Gustavo 29/10/2019
É melhor uma felicidade barata ou um sofrimento elevado?
É melhor uma felicidade barata ou um sofrimento elevado?
Esta pergunta feita ao final desta sublime novela de Fiódor Dostoiévski, cuja citação pode ser encontrada dentre aquelas exibidas no aplicativo do Skoob, leva-nos a refletir sobre o peso da consciência e do conhecimento em si. É este o tema de Notas do Subsolo, uma espécie de memorial escrito por um narrador sem nome e dividido em duas partes. Na primeira parte temos uma espécie de ensaio filosófico onde o narrador discorre sobre a questão da consciência e do conhecimento e como isso afeta o homem a ponto de torná-lo covarde e inerte por saber e pensar demais. Já na segunda parte da obra temos o relato de uma experiência vivida pelo narrador durante os seus vinte anos de idade, tratando-se basicamente de uma aplicação prática da teoria desenvolvida na primeira parte da novela.

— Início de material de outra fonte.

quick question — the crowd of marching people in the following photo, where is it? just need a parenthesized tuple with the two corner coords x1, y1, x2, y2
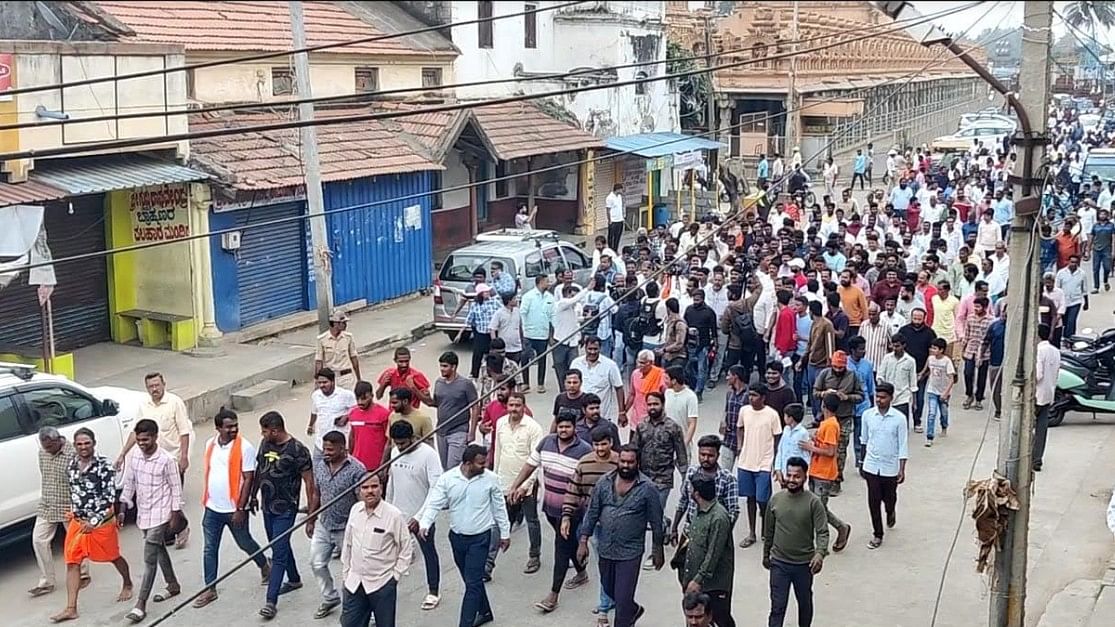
(31, 99, 1107, 627)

O narrador é o caso mais curioso dessa obra. Por se tratar de uma espécie de memorial, não podemos confiar plenamente nos seus relatos. Entretanto, o texto nos apresenta boas evidências da sua personalidade paradoxal e complexa. Por um lado ele esnoba as outras pessoas, se acha intelectualmente superior a elas e despreza qualquer interação social com elas, mas por outro lado ele as inveja, se acha socialmente inferior e anseia por contato humano. Ele chega até mesmo ao ponto de sentir prazer no sofrimento, ansiando por ser tratado como um inseto e maltratado; mas, ao mesmo tempo, ele trata os outros como insetos e os maltrata, tenta impor sua vontade e jura vingança, nutrindo ressentimento por qualquer um que ofender ou contrariá-lo de alguma forma. São esses os produtos da hiperconsciência do narrador, o qual é capaz de enxergar uma questão por todos os ângulos, mas que, em razão disso, é incapaz de tomar qualquer posição ou mesmo de agir. É esta, enfim, a complexa personagem sobre a qual nos debruçamos em Notas do Subsolo, uma novela percursora do Existencialismo.
Não há quem não possa se simpatizar com o Homem do Subsolo. Ele é, como apontado ao final da obra, um verdadeiro anti-herói: uma pessoa cheia de defeitos, com traços de personalidade negativos, mas que apresenta algumas poucas qualidades ou pelo menos uma que o redime aos nossos olhos.
Assim, voltamos à pergunta: é melhor uma felicidade barata ou um sofrimento elevado? Onde a felicidade barata é o mesmo que ser "abençoado pela ignorância", mas que ao menos se pode desfrutar e enxergar com simplicidade a "vida viva", e o sofrimento elevado é o resultado da consciência, do saber elevado, da racionalização; é a consequência de poder enxergar as coisas tal como elas são e, assim, não poder encontrar consolo, não saber enxergar propriamente o que é bom e o que é mau e, assim, tornar-se inerte.
É uma novela comovente e extremamente atual, pois ainda vivemos em tempos onde as pessoas se sentem tal como o narrador da obra, ou seja, completamente perdidos dentro de suas cabeças.
Notas do Subsolo serviu para mim, enfim, como uma excelente introdução à obra de Dostoiévski. Fiquei impressionado com a riqueza de sua prosa e de suas personagens, bem como das reflexões daí oriundas.
Leitura recomendadíssima a todos os leitores!